On October 4, the U.S. Department of Health and Human Services (HHS) announced that it was purchasing roprostim from Amgen to respond to radiological and nuclear emergencies.
Roprostim (Nplate) is a second-generation long-acting thrombopoietin (TPO) receptor agonist that stimulates platelet production by mimicking the body’s natural TPO. Nplate has been approved for the treatment of immune thrombocytopenia (ITP) in China and the United States, and has also been selected as the “Best Biotechnology Product” by the Galen Award, known as the “Nobel Prize in Medicine”.
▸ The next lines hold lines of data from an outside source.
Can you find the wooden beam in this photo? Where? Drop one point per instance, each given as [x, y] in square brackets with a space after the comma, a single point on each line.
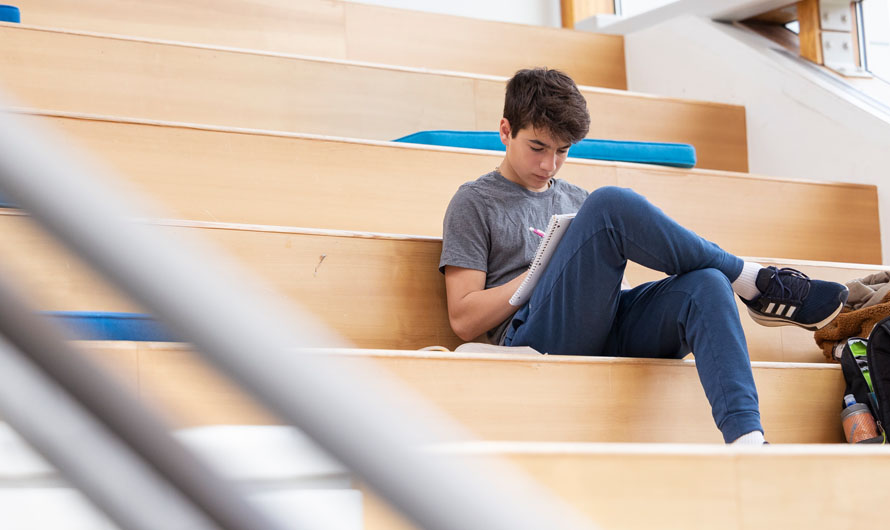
[567, 10]
[518, 397]
[345, 30]
[226, 175]
[685, 487]
[810, 32]
[163, 81]
[376, 291]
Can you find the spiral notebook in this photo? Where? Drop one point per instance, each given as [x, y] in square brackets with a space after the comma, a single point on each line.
[555, 230]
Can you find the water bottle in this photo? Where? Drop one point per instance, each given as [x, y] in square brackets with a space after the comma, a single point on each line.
[858, 422]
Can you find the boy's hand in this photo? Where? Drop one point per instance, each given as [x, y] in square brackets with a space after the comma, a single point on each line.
[473, 309]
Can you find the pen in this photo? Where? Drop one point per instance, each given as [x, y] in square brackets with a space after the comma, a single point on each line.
[536, 231]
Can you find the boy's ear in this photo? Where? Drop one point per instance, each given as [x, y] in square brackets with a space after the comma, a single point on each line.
[505, 131]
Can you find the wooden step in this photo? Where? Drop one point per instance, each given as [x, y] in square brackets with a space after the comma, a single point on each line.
[257, 177]
[161, 80]
[344, 30]
[524, 397]
[624, 486]
[377, 290]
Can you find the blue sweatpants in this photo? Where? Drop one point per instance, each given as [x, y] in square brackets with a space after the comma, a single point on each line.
[578, 307]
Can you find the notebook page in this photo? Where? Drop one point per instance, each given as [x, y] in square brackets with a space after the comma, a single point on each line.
[555, 230]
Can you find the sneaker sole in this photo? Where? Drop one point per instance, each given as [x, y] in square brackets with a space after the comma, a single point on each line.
[774, 322]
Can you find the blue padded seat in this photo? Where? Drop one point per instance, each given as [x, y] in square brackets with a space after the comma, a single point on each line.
[10, 14]
[664, 154]
[93, 325]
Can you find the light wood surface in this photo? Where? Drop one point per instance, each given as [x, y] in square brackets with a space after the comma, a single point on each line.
[687, 487]
[521, 397]
[572, 11]
[343, 30]
[162, 81]
[810, 32]
[377, 292]
[275, 179]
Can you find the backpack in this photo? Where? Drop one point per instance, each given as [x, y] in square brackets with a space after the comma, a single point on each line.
[866, 367]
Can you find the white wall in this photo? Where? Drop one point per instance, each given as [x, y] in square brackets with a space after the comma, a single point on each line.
[534, 12]
[796, 126]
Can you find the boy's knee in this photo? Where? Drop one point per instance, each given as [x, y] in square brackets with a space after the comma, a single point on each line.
[708, 286]
[609, 200]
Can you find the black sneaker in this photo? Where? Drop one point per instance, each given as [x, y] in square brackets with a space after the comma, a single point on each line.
[789, 297]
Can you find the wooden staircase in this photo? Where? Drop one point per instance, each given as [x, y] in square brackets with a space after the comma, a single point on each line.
[265, 128]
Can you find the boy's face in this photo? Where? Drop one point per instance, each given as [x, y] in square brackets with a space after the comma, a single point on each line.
[533, 156]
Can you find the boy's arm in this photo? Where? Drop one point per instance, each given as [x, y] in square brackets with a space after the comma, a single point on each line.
[473, 309]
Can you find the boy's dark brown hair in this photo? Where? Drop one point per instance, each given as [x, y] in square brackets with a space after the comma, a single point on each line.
[546, 99]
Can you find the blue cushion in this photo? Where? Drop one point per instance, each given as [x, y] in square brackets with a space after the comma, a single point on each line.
[10, 14]
[665, 154]
[92, 325]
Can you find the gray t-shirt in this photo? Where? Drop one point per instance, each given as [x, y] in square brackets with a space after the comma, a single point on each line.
[486, 227]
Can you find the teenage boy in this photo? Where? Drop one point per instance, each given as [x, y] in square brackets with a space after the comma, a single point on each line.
[579, 307]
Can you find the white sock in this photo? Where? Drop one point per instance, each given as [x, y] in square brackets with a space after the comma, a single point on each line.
[752, 438]
[746, 284]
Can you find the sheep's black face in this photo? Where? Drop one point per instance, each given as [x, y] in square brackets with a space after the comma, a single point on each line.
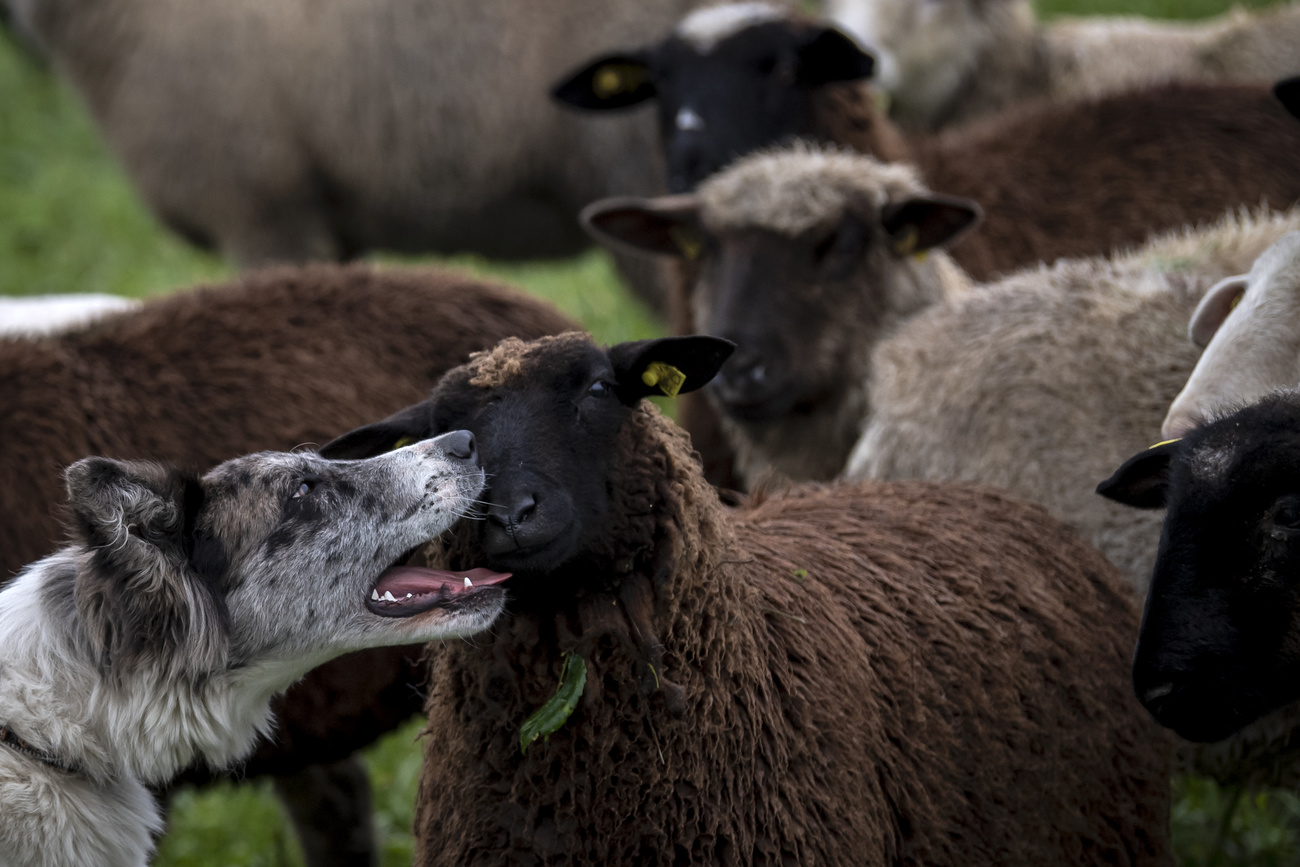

In 2021, Nplate received an FDA-expanded indication to improve survival in adult and pediatric patients (including term neonates) who are acutely exposed to myelosuppressive doses of radiation (hematopoietic syndrome of acute radiation syndrome). That is, Nplate stimulates platelet production in patients, thereby reducing radiation-induced bleeding.
The new indication for Nplate was developed by Amgen with support from the Biomedical Advanced Research and Development Authority (BARDA), part of the HHS Strategic Preparedness and Response Authority (ASPR). BARDA is following the provisions of the Biological Shield Program Act of 2004 and using the $290 million designated by the Act to purchase the supply of Nplate.
Acute Radiation Syndrome (ARS), also known as radiation poisoning or radiation sickness, is a series of acute symptoms that occurs when a patient’s entire body is exposed to high doses of penetrating radiation that penetrates internal organs within seconds . Symptoms of ARS loss include coagulation dysfunction due to low platelet counts, which can further lead to uncontrolled, life-threatening bleeding.